My girlfriend loves to overfeed our cherry shrimp tank, and lately I've been seeing movement around the glass. We have a couple types of snails, some planaria (worms) and very very very small bugs that move real fast.

I'm thinking of purchasing 1-2 clown loaches to clean up the snails - would they also eat the planaria and small bugs? Would they harm the cherry shrimp, or possibly even eat the baby shrimp?


----------



## maknwar (Jul 16, 2007)

When ever I add new plants, I notice an increase in snails. Stop over feeding, stop feeding the shrimp, keep tank clean. The snails will go away eventually and then you can go back feeding the shrimp (lightly). Over feeding anything is bad, and will cause unwanted creatures to show up. Snails are not always bad, and neither are the planaria or most other small bugs. Its the over feeding that is causing them to reproduce.

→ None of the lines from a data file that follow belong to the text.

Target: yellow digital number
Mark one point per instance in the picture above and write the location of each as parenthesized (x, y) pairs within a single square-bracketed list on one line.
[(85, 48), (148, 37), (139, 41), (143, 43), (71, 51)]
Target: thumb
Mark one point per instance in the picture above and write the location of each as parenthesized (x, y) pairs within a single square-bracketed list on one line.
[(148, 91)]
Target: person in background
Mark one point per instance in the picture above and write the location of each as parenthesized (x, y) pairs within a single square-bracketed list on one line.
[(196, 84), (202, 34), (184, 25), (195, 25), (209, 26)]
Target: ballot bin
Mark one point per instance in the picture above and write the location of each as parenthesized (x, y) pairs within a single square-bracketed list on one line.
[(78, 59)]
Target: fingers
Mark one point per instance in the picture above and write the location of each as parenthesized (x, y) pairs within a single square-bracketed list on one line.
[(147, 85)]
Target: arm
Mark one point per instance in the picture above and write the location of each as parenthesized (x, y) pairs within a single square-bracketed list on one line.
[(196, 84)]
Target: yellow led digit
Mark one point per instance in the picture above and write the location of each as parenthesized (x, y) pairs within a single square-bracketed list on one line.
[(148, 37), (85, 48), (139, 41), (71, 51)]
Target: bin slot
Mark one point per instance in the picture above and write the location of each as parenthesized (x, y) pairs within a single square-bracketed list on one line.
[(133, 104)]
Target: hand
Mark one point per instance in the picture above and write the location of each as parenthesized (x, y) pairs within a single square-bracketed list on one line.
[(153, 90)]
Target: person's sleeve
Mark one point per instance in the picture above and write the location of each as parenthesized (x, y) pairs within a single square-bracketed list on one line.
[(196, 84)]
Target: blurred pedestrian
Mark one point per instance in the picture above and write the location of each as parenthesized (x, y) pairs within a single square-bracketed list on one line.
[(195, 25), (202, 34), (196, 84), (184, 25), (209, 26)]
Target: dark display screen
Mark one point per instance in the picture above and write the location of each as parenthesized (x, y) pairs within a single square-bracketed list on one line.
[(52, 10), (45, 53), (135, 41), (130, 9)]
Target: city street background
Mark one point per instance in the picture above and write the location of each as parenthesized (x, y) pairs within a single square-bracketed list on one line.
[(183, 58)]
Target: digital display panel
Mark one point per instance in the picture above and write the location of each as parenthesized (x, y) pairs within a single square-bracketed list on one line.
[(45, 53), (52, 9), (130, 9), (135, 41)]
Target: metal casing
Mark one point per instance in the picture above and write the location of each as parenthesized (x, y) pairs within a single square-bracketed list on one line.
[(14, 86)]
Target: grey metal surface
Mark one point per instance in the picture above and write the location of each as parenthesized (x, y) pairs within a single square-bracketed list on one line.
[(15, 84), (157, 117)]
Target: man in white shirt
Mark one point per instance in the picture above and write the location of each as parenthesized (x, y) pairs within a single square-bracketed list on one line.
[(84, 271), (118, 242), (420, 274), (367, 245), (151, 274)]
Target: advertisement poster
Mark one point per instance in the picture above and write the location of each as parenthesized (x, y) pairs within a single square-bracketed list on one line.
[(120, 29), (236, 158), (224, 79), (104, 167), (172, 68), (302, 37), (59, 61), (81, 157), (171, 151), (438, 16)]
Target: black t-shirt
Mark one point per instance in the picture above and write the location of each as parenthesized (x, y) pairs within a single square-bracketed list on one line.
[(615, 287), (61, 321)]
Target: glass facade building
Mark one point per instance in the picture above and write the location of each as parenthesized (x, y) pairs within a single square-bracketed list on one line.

No food, no life.


----------



## No0dles (Dec 16, 2003)

if you get clown loaches make sure you cover up every hole ontop your tank they are great escape artists and will jump out! yes when i had some they ate some cherry shrimp and even my girlfriends neon tetra haha. they will EAT! i'm not sure about the planaria but maybe. also you can get a piece of lettuce and stick it on the glass on the waterline and the next morning you'll have a whole family of snails eating on it and you can just scoop it out flush em' haha

yeah planaria is harmless but it's not necessarily over feeding it could be due to high ammonia and poor water changes.


----------



## Piranha_man (Jan 29, 2005)

If your tank is unplanted, cranking the heat up for a week or so is a great way to reduce/eliminate the problem.
If you do have plants, I wouldn't recommend this, as most plants don't do well with the higher temps.

(By "Cranking the heat" I mean taking it up to the upper 80's.)


----------